I’m really just trying to get this out of my head so I can calm myself down. Realistically – this may be my body saying “dude, you must rest a bit” and resetting my clock. I just hope the BODY gets the rest and the mind doesn’t suffer or crack and I start eating bon-bons and biscuits. I do know that there is something that feels really good about a great workout a week or so after you are sick… when the pipes clear out and you start firing on all cylinders. I’m going to pin my hopes on that.
In the mean time, i’m trying to eat light…. avoid running to the refrigerator to medicate my frustration – THAT won’t help anything. I’m not really sure anything here made any sense – I am sure it’s probably a little to the left side of odd…. Thanks for listening!
Posted on May 1st, 2012 No comments
So, for a while I retired from blogging, but I’m back. This isn’t some sort of triumphant return – far from it. There is no victory – just I missed it and it’s free and it helps me clear my mind.
In April, I decided to get my fat tail feather in action and try to get back to some healthy habits and get the workout routine jump started. I decided to do this by attempting to workout every day. I do not think any human being should set this goal. As you know, I have done it a few times and I think it is stupid – but at the same time it is effective in forming a habit of working out. It proves to you that in the end, you have the time and you can do it. Great…. i’m tired. Will I do it again, surely. Somebody should smack me – but that would just make me grumpy, so please don’t.

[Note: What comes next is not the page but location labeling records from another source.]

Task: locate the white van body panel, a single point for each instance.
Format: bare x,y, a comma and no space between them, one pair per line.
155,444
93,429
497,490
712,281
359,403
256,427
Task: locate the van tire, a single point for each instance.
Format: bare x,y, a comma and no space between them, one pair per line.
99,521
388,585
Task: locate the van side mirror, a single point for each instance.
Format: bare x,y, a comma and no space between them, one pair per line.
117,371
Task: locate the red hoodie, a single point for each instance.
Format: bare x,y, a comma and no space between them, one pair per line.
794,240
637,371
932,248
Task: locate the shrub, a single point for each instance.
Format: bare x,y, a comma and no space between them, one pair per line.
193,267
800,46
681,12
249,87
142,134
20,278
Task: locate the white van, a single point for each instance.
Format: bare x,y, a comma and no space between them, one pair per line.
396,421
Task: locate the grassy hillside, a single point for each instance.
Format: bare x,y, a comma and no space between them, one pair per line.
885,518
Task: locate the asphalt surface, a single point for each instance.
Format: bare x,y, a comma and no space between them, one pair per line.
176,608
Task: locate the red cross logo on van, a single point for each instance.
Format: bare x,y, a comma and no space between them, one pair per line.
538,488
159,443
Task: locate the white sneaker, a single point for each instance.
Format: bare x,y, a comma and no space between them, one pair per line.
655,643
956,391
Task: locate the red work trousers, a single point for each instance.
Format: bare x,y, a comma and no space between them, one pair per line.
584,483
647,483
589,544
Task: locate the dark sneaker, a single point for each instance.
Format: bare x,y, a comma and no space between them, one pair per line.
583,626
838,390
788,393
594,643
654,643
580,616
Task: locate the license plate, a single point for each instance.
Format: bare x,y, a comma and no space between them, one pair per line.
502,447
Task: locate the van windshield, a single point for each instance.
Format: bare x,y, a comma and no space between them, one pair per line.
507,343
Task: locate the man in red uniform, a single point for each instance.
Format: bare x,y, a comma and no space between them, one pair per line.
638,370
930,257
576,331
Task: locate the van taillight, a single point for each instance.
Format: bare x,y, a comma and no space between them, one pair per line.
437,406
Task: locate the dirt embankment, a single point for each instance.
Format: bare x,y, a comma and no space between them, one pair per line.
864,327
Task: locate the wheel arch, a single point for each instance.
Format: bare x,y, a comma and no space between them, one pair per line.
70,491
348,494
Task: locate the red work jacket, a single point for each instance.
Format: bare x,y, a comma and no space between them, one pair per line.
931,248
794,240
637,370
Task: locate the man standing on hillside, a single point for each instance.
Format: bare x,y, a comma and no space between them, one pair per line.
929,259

This little graphic shows exactly what I have done – without my ‘rest days’ which were, in no particular order:
- 5 hours of yard work
- 3 hours of yard work
- Walks of up to 3.5 miles
- Housework – not just feather dusting – insane-o cleaning/moving
As you can see, I truly hit it hard in April. Even if you double any other month or combine any two, you can’t touch April. I’m proud of this but I think my body is in some sort of funk-a-dump. It’s not losing weight, its holding onto everything. I’ve been logging all of my activity and www.loseit.com which I really like. They didn’t used to have a droid app (bastards) but now they do (friends). They have a nice social interface and through the powers of modern technology everytime I step on my bedroom scale, my facebook gets updated with my weight. I’ve COMMITTED to stepping on it daily … so those of you who want to have ammunition to use against me, I’ve given you a canon!
Anyway – I ran 95 miles in April, rode a bunch too, had much fun. Now it’s time to get smart and focus more on eating and working out towards a goal. There is even a glimmer of p90x insanity in my eye. Still haven’t completely decided on that.